In what could be some positive news for India's hotel and restaurant industry, the Maharashtra State excise department has issued an order stating that FL-III license holders can sell their existing stock of foreign liquor. This order is valid only in some parts of the state where local authorities have permitted the sale of liquor.
“In exercise of the powers conferred by clause (c) of the sub-section (1) of section 139 of the Maharashtra Prohibition Act and of all other powers enabling it in this behalf, the government of Maharashtra hereby exempts the person holding a licence in form FL-III as appended to the Bombay Foreign Liquor Rules 1953 from the provisions of the said rules, so far as it relates to the provisions of the licence of sale for consumption to residents or boarders under the said rules subject to conditions,” said the order dated May 19 and issued by Valsa Nair Singh, principal secretary (excise) in Maharashtra.

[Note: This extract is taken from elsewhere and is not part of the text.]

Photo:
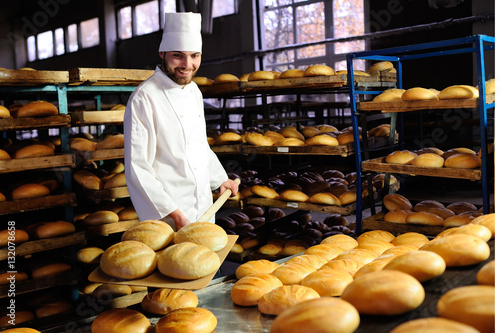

The order further mentions that permission has been granted only for off-premise consumption and in locations where local authorities have allowed the sale of liquor. Restaurants and hotels not allowed to buy and sell more foreign liquor than what they hold at present. The order states that restaurants and hotels can liquidate only existing stock held as of 24 March 2020.
Consumption of alcohol will not be permitted at any hotel or restaurant premises and will be in force till the time the lockdown ends or liquor stocks last. The government has separately clarified that the delivery of liquor will be via sealed bottles through the takeaway route or delivery by a license holder.
"We see this as a positive move. Even though the sale of existing liquor stock is not applicable in cities like Mumbai, it will be a revenue generator for restaurants in other parts where liquor sale has been permitted," said Anurag Katriar, President, National Restaurants Association of India.